Shukria Raad opening the Dari airshow

"I always tell my colleagues that when you sit in front of a mike, you have to feel that you are talking to your mother. Because there's a love and respect. And I always say that even when you smile, people can hear a smile. Always, when I sit in front of mike, I want to share everything, to share the information, and give them what they want."

By profession, Shukria Raad is a radio broadcaster. By birthright, she is a princess. Her father was the last emir of Bukhara - now a city in Uzbekistan - who was deposed by the Soviet army in 1920 and fled to Kabul, where he lived out his days under virtual house arrest. Born in Kabul, Shukria Raad says that after her father's death she lived the life of an ordinary middle-class Afghan girl. But her achievements were not so ordinary. She started her professional radio career in Kabul after graduating as one of four women in the first journalism class of Kabul University in 1966. She participated in exchange programs with radio stations in Germany, India and Australia, producing women's and children's programs. She returned home to eventually become the head of educational programs for women, children and young people for Radio Afghanistan.

"I can proudly tell you that I was very satisfied that in a country where most of the women were not educated, and most of them were illiterate, through radio I could reach them. I knew how to talk to them, and make them feel that they should trust me."

Shukria Raad left Afghanistan with her family three months after Soviet troops invaded the country in December 1979. With her husband, also a journalist, and two children she fled to Pakistan, and then through Germany to the United States. Although the Voice of America was starting a Dari-language service and needed broadcasters, Mrs. Raad says that at first she resisted the idea of going back into radio.

"For a long time I didn't want to work in radio, because I had a very bad experience. When the Soviet invasion took place, some of my friends were killed in the studios of Radio Afghanistan, because the first thing captured was radio and television. So when I came here I was not in a very, sort of … I was thinking to have another job."

But in 1982 she did join the VOA, and has worked as a broadcaster, editor, program host and producer ever since. Her paramount interest continues to be reaching Afghanistan's women.

"I am preparing a women's program every week. It is Women and Life. It is about women's rights, about what mostly American women do, and especially do for Afghan women. And the world - what's going on in the world, for women. In Saudi Arabia, in India, in Pakistan, in Iran."

Just last week Mrs. Raad hosted a call-in program in Dari specifically for and about women. She received calls from women around the world who wanted to share their views on issues facing Afghan women in post-Taleban society.

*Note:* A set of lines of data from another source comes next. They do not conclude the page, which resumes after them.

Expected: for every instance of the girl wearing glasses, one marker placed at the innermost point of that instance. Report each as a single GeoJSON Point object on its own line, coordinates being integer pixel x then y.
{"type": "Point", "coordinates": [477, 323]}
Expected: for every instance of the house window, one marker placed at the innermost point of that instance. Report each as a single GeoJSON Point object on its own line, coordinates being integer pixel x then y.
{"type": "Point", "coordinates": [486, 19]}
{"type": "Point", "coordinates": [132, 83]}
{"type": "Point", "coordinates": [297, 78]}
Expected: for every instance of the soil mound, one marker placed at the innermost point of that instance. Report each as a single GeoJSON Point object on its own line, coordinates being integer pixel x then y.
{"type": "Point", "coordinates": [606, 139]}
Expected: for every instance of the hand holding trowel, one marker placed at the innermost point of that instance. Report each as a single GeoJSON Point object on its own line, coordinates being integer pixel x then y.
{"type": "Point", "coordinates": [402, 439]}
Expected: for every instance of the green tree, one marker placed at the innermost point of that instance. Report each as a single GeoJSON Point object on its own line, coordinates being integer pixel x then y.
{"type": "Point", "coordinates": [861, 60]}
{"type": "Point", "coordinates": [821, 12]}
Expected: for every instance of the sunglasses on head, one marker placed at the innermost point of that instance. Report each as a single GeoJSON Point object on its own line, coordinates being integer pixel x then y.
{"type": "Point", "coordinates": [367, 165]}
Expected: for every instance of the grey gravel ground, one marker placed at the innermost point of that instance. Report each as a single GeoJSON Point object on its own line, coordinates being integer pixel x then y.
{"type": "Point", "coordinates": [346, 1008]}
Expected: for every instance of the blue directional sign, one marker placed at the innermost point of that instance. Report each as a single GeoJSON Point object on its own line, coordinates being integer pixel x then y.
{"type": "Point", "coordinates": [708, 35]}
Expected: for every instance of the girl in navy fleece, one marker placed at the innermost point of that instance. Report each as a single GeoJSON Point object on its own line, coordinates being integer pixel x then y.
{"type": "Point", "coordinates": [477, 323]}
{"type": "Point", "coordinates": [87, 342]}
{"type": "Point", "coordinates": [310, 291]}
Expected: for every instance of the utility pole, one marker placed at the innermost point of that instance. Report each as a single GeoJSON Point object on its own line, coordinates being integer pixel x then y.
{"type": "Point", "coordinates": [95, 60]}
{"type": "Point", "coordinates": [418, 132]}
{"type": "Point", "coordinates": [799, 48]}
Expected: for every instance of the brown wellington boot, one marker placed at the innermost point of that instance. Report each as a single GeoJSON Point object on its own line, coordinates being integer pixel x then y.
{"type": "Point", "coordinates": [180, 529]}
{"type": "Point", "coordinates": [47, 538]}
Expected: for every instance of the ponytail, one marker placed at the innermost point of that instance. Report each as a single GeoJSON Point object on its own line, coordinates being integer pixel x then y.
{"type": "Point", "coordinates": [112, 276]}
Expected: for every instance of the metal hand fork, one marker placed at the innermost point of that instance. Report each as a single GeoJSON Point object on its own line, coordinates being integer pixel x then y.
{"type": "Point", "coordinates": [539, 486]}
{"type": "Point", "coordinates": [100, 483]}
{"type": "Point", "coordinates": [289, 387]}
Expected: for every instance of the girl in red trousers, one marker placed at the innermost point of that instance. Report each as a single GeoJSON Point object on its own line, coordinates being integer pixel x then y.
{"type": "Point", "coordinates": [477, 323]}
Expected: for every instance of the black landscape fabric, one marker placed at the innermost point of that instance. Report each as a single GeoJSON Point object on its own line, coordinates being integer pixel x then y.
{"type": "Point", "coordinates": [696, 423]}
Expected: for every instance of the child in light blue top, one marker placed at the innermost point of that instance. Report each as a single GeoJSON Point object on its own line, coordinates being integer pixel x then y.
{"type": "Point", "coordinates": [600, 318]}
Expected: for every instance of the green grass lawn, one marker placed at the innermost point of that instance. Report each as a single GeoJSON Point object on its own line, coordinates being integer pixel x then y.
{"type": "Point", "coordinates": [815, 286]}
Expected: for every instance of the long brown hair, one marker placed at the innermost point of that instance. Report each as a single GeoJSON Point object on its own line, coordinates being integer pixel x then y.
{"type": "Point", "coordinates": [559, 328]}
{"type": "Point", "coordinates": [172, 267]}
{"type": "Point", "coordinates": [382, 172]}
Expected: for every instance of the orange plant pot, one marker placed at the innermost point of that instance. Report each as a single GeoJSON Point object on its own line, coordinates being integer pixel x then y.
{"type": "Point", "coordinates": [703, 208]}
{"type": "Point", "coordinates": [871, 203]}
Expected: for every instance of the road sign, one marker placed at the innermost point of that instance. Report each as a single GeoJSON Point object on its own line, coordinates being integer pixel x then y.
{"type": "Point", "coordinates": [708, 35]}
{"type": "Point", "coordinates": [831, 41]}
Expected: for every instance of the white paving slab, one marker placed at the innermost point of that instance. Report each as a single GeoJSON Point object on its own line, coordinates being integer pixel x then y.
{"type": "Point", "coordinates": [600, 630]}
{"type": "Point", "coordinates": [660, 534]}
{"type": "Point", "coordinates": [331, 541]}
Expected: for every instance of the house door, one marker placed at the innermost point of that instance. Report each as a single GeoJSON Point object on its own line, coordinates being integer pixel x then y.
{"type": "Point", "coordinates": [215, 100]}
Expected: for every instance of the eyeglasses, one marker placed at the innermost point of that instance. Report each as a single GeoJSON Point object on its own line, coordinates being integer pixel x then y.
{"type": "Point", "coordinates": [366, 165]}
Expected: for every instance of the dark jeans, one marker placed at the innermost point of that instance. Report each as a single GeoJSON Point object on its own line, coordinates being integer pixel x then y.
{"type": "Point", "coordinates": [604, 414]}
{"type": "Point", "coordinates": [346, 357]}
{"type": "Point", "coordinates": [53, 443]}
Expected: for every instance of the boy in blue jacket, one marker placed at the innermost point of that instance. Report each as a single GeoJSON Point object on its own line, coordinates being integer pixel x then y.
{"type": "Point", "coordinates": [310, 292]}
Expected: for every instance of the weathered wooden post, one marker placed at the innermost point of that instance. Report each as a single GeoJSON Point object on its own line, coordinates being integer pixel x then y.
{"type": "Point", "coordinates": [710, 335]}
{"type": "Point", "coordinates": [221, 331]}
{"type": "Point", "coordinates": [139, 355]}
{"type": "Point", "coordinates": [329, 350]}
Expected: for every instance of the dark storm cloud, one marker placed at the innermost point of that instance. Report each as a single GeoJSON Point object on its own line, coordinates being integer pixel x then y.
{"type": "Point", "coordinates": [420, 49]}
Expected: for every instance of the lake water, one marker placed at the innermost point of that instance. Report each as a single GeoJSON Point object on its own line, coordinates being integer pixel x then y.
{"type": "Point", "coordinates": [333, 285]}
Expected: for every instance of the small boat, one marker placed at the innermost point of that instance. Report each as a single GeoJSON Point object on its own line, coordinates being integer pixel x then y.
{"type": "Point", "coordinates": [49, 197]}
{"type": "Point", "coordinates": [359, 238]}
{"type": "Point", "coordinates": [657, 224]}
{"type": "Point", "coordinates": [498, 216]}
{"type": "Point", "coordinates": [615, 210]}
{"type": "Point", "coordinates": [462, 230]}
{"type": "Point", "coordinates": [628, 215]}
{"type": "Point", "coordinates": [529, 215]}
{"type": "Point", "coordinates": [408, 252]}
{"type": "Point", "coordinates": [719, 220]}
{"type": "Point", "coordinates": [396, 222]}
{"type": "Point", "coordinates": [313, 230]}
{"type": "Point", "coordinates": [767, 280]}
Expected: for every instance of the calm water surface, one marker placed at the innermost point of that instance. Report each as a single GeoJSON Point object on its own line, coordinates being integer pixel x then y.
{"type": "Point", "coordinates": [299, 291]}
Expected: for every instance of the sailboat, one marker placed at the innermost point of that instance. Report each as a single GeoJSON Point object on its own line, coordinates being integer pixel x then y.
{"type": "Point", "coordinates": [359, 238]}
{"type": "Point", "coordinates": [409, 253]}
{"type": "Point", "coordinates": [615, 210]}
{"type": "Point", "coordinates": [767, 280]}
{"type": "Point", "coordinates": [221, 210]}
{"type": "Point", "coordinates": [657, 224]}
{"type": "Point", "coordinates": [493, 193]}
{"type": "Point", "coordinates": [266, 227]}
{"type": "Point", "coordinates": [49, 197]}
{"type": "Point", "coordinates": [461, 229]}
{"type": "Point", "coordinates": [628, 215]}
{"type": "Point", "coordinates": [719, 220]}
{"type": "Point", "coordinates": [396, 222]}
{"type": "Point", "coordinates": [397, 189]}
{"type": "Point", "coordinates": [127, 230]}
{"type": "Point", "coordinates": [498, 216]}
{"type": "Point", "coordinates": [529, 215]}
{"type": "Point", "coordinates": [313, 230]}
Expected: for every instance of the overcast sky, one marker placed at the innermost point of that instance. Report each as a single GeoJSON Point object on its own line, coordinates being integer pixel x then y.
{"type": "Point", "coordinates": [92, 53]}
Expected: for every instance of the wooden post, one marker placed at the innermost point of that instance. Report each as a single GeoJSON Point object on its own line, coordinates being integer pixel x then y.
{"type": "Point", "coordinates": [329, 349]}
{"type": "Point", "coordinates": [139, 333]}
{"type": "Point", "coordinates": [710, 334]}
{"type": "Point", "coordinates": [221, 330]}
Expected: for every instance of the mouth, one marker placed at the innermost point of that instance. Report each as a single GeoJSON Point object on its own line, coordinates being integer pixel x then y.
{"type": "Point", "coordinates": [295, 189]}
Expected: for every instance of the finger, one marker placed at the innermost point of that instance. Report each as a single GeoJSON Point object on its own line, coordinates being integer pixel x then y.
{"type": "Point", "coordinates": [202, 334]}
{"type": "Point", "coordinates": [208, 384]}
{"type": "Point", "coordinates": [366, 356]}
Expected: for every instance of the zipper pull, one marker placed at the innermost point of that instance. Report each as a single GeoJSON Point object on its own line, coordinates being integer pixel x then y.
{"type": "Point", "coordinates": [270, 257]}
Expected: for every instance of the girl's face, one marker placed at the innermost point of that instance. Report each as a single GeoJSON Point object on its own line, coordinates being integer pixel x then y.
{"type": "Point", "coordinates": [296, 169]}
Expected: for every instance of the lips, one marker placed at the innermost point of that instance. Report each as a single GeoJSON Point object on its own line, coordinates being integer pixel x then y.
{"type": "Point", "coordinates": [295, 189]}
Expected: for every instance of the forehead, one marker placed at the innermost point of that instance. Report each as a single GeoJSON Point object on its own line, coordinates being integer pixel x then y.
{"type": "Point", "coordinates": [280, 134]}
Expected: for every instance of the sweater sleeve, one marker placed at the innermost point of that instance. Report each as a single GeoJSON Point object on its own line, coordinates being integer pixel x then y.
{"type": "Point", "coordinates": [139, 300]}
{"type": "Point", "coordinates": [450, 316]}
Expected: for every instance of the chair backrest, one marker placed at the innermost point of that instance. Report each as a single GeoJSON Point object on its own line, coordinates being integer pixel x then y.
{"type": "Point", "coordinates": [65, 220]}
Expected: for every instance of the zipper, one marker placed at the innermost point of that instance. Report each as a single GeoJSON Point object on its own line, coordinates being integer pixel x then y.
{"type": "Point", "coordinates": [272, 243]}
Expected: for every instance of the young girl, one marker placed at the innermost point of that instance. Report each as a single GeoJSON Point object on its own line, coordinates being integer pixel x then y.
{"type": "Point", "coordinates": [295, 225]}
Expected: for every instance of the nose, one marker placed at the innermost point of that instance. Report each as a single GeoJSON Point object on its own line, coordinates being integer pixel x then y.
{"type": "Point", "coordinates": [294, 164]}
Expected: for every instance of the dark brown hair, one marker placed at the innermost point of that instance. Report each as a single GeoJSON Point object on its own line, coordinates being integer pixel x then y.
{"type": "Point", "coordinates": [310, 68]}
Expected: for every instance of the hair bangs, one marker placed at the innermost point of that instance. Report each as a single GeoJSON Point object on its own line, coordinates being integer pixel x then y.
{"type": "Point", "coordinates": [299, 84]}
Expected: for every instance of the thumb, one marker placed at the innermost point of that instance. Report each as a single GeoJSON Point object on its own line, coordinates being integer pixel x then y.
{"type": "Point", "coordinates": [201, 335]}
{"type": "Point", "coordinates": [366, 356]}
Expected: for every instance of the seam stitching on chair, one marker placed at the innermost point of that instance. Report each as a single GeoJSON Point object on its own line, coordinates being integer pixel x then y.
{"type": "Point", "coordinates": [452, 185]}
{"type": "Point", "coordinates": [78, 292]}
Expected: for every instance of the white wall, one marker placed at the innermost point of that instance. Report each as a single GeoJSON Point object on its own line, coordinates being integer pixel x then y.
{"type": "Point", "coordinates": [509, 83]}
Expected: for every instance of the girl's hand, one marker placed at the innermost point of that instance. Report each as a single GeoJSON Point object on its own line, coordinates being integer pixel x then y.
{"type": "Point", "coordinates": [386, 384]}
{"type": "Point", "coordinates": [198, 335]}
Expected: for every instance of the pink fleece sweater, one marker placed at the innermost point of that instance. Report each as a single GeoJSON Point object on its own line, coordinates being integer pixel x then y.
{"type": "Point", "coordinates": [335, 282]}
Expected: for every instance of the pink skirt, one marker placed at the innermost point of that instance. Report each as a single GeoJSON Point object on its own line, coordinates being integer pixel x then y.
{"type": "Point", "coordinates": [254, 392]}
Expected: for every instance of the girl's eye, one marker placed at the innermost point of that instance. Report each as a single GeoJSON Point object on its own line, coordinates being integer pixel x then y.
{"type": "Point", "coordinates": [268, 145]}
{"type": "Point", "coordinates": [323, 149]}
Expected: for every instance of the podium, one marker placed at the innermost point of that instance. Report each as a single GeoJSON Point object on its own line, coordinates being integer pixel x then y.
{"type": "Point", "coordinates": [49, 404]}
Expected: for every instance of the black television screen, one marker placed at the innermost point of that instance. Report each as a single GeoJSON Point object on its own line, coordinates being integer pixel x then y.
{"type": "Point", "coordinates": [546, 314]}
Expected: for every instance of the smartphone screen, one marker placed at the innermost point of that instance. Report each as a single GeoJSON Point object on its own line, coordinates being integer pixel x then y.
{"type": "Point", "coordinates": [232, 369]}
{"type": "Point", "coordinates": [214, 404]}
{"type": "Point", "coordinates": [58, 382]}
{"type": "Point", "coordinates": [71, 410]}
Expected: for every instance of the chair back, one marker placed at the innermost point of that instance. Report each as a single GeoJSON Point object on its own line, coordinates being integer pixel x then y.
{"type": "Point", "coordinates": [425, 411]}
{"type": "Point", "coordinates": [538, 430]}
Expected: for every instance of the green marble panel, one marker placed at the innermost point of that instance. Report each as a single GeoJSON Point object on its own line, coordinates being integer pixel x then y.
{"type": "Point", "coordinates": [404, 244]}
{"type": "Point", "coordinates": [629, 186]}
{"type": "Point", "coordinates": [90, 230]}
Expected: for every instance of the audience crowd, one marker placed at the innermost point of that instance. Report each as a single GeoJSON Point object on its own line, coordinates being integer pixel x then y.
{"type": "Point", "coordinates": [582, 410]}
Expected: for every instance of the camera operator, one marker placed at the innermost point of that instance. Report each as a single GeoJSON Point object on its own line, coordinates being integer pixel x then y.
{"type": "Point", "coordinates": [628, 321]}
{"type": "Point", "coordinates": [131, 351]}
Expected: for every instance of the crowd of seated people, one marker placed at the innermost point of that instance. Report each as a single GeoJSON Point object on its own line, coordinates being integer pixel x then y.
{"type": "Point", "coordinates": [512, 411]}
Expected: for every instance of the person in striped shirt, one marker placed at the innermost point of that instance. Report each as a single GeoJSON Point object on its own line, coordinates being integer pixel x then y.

For the first time, a woman in Afghanistan participated in the discussion

"We could just call through satellite phone, and I reached a lady there, and she was talking about what's going on in Afghanistan, and what challenges women are facing these days, and especially these months."

Shukria Raad has been a broadcaster for 35 years, and now she has no doubt that she chose the right profession.

"You know, I'm so happy. I really enjoy this job. Whenever I sit in front of mike, I cannot explain to you. You are a broadcaster. Suddenly you feel that through this mike, you are talking to a huge group of people, and they are listening to you... and when you give them the news of the world, when you talk about what is going on in other countries, it is something that they learn every day by listening to the Voice of America - and that gives me a lot of pleasure."

Shukria Raad says her life in the United States is not all that different from her life in Afghanistan twenty years ago.

"Since I was working in radio, and I was exactly wearing the same clothes, exactly doing the same thing, I don't feel a big change in my life, you know. I was a working woman in Afghanistan and I am still a working woman, you know. I raised my children and I do the job that I was doing there - and I'm proud of it."